The students, who were undergraduates when they conducted the research, worked under the direction of Aurélien Tartar, Ph.D., associate professor at the Halmos College, and Jaime L. Tartar, Ph.D., associate professor and research director at NSU’s College of Psychology. Olivera, Fins, and Rodriguez are now graduate students at NSU’s Health Professions Division (College of Pharmacy, College of Dental Medicine, and College of Osteopathic Medicine, respectively).
The study looks at levels of gene expression in an oomycete pathogen of mosquito larvae, adding to the body of knowledge that could prove instrumental in mosquito control.
“The students not only did the research, but it was high quality research that was published in a recognized journal in the discipline,” said Mahmood Shivji, Ph.D., professor at the Halmos College and director of NSU’s Guy Harvey Research Institute and Save our Seas Shark Research Center. “This is an important research contribution in the age of expanding Zika-transmitting mosquitoes, and a testament to the outstanding undergraduate students we have at NSU.”
“The students performed the totality of the wet lab experiments including microbial cultures, full-length transcripts characterizations, gene expression analyses, and data mining,” said Aurelien Tartar. “The students were supported by a U.S. Department of Agriculture (USDA) grant that focuses on developing research opportunities for minority students.
“Our aim is to use pathogenomics technologies to identify new biological compounds that have mosquitocidal activities and potential as novel bio-insecticides,” Tartar said. “We focus on the genome of a mosquito pathogen called Lagenidium giganteum.
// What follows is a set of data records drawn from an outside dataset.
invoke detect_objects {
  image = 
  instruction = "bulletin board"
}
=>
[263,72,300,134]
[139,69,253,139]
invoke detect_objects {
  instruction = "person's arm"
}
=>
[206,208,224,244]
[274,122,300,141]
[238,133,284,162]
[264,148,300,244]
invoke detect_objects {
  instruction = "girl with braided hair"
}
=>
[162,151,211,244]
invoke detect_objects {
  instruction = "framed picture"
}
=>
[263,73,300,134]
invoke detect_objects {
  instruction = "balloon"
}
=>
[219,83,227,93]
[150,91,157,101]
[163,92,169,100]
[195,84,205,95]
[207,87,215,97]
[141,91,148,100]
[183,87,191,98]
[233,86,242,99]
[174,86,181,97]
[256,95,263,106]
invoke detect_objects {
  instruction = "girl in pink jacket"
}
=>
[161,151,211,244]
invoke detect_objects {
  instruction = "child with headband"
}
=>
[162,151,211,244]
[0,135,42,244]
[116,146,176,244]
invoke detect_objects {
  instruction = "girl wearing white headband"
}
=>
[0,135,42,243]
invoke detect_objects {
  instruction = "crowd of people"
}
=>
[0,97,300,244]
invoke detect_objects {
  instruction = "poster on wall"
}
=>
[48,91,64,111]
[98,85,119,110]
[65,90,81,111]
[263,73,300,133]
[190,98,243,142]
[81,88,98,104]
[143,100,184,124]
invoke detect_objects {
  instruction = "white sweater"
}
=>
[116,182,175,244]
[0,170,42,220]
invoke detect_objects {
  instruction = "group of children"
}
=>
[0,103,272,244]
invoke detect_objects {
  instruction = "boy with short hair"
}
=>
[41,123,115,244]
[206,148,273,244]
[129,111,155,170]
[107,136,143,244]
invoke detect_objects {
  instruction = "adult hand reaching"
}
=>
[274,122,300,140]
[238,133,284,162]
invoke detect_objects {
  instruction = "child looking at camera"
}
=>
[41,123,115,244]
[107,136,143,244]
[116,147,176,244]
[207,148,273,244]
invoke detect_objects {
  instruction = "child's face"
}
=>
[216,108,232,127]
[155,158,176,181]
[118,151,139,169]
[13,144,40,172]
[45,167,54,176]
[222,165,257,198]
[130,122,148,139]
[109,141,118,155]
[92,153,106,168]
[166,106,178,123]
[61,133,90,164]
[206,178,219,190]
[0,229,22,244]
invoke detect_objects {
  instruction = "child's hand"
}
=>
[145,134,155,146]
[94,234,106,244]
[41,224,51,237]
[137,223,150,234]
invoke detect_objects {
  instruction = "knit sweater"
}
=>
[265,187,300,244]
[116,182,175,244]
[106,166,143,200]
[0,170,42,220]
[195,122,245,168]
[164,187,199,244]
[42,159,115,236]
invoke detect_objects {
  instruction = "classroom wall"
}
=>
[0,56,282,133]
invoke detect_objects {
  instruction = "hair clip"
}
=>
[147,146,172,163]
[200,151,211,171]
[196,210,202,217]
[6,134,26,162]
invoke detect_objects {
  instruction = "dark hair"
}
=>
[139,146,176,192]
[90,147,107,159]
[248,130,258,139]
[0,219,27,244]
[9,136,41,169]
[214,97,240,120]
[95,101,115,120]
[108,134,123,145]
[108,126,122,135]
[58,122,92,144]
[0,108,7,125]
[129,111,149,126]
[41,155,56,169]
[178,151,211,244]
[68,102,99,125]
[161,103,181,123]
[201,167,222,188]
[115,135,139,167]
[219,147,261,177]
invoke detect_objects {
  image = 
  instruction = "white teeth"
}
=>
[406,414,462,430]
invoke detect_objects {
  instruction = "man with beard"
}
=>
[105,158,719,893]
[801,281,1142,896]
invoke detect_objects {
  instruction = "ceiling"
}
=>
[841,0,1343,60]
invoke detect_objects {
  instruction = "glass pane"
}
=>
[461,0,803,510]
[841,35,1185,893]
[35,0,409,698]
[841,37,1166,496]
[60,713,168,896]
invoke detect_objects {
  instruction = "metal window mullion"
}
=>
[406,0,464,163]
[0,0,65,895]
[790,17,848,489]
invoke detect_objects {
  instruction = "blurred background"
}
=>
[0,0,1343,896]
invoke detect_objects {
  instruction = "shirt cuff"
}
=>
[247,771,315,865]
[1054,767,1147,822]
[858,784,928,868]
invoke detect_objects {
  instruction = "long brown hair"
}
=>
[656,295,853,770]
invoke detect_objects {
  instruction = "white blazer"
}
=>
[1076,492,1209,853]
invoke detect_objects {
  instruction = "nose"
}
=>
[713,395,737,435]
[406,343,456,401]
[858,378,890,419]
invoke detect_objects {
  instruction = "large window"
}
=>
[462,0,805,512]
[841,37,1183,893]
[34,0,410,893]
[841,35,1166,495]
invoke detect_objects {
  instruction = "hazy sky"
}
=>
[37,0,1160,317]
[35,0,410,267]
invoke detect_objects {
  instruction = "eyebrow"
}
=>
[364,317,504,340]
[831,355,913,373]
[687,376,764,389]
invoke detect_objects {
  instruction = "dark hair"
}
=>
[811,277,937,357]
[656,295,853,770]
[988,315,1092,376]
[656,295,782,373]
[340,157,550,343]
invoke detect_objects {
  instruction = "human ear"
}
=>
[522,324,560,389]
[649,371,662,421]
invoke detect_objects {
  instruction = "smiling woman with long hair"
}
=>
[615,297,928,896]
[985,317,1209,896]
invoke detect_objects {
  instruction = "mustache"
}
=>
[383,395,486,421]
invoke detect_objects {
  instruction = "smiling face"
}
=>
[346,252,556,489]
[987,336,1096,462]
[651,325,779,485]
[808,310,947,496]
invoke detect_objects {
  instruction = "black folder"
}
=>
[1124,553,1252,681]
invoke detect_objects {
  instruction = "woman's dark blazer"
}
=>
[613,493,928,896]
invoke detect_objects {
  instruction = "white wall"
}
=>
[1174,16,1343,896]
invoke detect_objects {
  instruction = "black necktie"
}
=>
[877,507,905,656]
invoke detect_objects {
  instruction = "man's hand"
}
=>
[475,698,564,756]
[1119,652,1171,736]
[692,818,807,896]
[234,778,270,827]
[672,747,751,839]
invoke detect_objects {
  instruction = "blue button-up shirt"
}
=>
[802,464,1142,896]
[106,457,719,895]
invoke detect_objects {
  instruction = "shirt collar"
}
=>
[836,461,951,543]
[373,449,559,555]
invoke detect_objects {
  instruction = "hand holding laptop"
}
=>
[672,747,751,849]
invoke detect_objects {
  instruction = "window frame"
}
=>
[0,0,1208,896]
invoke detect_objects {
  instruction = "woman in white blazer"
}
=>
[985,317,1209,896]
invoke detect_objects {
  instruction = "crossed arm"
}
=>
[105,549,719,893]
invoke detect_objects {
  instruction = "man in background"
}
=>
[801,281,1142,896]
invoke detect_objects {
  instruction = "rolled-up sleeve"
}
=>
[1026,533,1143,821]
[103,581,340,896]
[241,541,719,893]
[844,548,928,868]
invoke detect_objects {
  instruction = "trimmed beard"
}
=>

This paper advanced our knowledge of the Lagenidium giganteum pathogenome (or the set of genes that are involved in producing disease in mosquito larvae).
“We demonstrated that we were able to discriminate between genes that did not appear to be involved in the infectious process (that is, little potential as insecticides), and genes that appeared to likely be involved in the infectious process (based on homology and gene expression patterns). We are now left with a smaller subset of genes that we are trying to fully characterize at a functional level in order to understand the impact that each gene product has on mosquito larvae.”